È del tutto inaspettato l’epilogo che cambia il senso del 44° G7, il summit delle sette nazioni con le economie più avanzate del mondo, che si è svolto questo weekend (8-9 giugno) a Charlevoix, in Canada. Il compromesso messo faticosamente a punto dopo due giorni di duri negoziati è infatti divenuto carta straccia appena pochi minuti dopo la sua pubblicazione. E le incognite sul futuro si fanno sempre più grandi.
Due giorni e una notte di trattative, bilaterali, plenarie e conferenze stampa: tutto cancellato con un tweet mandato nel pieno della notte da Donald Trump direttamente dall’Air Force One diretto a Singapore per lo storico incontro con Kim Jong Un.

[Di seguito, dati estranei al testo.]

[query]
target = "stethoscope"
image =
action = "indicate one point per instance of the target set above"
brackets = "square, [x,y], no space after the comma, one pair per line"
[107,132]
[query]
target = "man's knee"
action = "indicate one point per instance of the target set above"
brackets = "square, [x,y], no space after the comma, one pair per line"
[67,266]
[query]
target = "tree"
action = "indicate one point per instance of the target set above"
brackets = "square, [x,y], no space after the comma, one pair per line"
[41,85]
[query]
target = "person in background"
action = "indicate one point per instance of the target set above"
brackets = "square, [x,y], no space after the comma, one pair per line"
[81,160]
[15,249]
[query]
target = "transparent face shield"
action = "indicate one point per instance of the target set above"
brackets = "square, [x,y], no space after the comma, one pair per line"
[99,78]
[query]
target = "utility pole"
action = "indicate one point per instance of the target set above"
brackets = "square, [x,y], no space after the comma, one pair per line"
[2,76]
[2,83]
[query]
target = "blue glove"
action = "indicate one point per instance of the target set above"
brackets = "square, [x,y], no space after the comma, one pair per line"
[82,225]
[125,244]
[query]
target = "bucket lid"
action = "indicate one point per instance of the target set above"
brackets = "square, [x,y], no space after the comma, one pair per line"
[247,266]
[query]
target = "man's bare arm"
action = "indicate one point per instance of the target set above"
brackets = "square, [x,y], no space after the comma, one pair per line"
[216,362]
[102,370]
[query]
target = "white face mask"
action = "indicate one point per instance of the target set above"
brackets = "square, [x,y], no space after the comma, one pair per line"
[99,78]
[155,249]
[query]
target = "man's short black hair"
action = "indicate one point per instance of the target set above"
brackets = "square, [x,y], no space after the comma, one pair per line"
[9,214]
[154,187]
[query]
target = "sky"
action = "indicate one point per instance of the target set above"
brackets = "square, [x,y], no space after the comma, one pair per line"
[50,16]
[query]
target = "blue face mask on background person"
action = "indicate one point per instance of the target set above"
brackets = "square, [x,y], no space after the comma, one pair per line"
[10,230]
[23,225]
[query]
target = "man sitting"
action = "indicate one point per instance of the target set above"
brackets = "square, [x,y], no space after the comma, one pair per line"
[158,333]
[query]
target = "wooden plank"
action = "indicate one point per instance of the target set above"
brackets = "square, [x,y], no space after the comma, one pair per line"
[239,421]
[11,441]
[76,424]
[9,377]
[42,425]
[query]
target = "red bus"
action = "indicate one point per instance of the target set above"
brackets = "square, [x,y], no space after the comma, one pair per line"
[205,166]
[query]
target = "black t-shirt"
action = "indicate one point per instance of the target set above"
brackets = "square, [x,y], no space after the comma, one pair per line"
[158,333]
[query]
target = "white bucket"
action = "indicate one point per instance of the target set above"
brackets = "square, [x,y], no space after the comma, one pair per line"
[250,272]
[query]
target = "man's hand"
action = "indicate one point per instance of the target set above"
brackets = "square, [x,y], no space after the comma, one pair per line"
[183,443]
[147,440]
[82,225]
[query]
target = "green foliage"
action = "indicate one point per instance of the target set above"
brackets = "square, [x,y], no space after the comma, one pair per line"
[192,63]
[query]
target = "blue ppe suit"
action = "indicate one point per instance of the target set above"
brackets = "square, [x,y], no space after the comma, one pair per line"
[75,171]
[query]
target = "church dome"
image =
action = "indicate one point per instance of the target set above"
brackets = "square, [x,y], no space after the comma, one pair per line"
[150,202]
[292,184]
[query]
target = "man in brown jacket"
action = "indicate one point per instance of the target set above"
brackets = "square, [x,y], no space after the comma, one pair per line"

Il tema più controverso dell’agenda del vertice è stato, ovviamente, il commercio internazionale. Nel tentativo di tenere aperto il dialogo sui dazi ed evitare quella spirale capace di gettare il mondo nella temuta guerra commerciale che tuttavia è ormai in atto, i leader erano faticosamente giunti ad un accordo firmando una dichiarazione congiunta contro il protezionismo e che impegnava a riformare al più presto le regole dell’Organizzazione mondiale del commercio (WTO). Ma con un colpo di scena che ha colto di sorpresa la maggior parte degli osservatori, l’inquilino della Casa Bianca, dopo aver dato il proprio appoggio, ha annunciato la sua repentina marcia indietro ritirando il sostegno degli Stati Uniti al comunicato congiunto.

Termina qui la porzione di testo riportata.